People of color in the U.S. are more than twice as likely as white individuals to live in a county that fails all three air pollution measures. Hispanic individuals are more than three times as likely. A 2021 study in Science Advances found that Black and Hispanic Americans bear 56% and 63% excess PM2.5 exposure relative to their share of consumption-driven emissions. The disparity holds across income levels and geography. A 2022 study of public schools found that students from marginalized racial and ethnic groups face consistently higher NO2 and PM2.5 at school — the place where children spend most of their waking hours.
These gaps have not closed with time. National PM2.5 levels have fallen, but the most polluted neighborhoods in 1981 were still the most polluted in 2016. And between 2010 and 2020, racial disparities in PM2.5-linked premature deaths widened by 16% overall and 40% for Hispanic communities.
AI infrastructure is being sited in communities already overburdened by pollution.
While the air grows more dangerous and the burden remains unequal, a new source of pollution is emerging. Data centers — powered largely by fossil fuels — consumed 1.5% of global electricity in 2024 and are projected to account for nearly 10% of electricity demand growth through 2030. Harvard researchers have begun quantifying the health costs of fossil-fuel plants built to power AI infrastructure. A UC Riverside/Caltech study projects data centers could contribute to 600,000 asthma-related symptom cases by 2030. These facilities are disproportionately sited in communities of color.
The peer-reviewed health evidence for data centers is still thin. The electricity demand is not.
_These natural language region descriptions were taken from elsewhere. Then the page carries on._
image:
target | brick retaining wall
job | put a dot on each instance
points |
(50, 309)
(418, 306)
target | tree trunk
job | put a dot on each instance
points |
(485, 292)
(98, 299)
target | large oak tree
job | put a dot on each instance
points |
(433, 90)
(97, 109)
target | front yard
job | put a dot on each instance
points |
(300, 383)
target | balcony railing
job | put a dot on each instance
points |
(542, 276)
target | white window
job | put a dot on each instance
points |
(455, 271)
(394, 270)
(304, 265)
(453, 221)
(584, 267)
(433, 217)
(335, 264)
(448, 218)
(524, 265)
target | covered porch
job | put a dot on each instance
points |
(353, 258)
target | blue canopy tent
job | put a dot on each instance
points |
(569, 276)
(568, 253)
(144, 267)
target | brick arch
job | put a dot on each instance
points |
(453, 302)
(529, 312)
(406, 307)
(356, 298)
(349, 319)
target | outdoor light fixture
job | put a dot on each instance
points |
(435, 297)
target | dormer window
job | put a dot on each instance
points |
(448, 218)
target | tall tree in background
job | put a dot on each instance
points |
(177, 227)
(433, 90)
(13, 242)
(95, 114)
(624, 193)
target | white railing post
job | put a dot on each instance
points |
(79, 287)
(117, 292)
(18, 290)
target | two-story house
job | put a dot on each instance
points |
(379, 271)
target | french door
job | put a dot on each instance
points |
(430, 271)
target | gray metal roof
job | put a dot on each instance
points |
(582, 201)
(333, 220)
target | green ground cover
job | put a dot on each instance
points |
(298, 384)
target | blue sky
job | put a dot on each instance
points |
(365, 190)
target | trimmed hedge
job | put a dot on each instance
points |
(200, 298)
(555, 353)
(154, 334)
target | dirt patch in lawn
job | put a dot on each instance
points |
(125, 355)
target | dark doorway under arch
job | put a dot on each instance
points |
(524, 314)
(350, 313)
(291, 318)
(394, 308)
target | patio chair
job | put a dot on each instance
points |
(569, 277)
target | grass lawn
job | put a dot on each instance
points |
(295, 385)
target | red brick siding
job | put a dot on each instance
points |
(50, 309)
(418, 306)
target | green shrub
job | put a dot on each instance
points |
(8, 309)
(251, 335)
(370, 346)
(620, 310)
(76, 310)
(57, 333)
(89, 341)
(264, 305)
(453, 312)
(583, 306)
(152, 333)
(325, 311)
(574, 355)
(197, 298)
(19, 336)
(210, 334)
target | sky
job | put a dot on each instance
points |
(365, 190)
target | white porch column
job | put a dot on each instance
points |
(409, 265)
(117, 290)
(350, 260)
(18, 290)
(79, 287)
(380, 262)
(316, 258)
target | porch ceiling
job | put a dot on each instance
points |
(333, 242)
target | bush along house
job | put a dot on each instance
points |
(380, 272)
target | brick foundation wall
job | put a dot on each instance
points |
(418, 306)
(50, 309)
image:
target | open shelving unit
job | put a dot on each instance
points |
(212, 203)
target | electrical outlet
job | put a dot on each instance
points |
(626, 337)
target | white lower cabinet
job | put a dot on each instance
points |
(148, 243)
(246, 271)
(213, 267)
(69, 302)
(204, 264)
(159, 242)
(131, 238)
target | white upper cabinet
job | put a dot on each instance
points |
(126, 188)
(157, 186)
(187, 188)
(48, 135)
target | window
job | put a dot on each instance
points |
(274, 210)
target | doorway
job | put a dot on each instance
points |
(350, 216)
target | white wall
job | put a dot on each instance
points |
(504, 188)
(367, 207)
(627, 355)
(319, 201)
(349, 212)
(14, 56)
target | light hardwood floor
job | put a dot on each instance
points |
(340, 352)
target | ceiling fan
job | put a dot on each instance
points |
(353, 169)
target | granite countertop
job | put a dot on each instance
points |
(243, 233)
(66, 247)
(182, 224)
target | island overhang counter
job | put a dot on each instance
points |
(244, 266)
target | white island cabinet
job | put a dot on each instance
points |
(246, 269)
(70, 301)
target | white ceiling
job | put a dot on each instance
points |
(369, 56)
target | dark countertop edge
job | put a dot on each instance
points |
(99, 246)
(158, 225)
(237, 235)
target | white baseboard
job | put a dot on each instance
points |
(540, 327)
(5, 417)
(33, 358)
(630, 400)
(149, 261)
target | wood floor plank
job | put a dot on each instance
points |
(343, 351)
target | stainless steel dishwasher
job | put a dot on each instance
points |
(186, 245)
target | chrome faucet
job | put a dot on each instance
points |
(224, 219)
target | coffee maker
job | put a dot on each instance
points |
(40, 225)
The law that made American air breathable is under siege from climate and policy.
So this is where things stand. The law that made American air breathable for half a century is being dismantled from two directions. Climate change is loading the atmosphere with wildfire smoke and heat-driven ozone that the Clean Air Act was never designed to handle. And the agency responsible for enforcing that act is rolling back protections, weakening standards, and — most quietly — removing health from the calculations used to justify those decisions.
The EPA's own analysis of one power plant rollback projects up to 1,100 additional PM2.5-related deaths and 120 additional ozone-related deaths by 2035. The Environmental Protection Network estimated that rolling back 31 regulations could lead to 200,000 premature deaths and 100 million additional asthma attacks.
Gone from the spreadsheet, not from the emergency room.
Those numbers will no longer appear in the EPA’s cost-benefit analyses. Because the agency decided they don’t count.
Thirty-three and a half million children are breathing air that fails federal standards. Their lungs are still being built. And the government has found a way to make them disappear.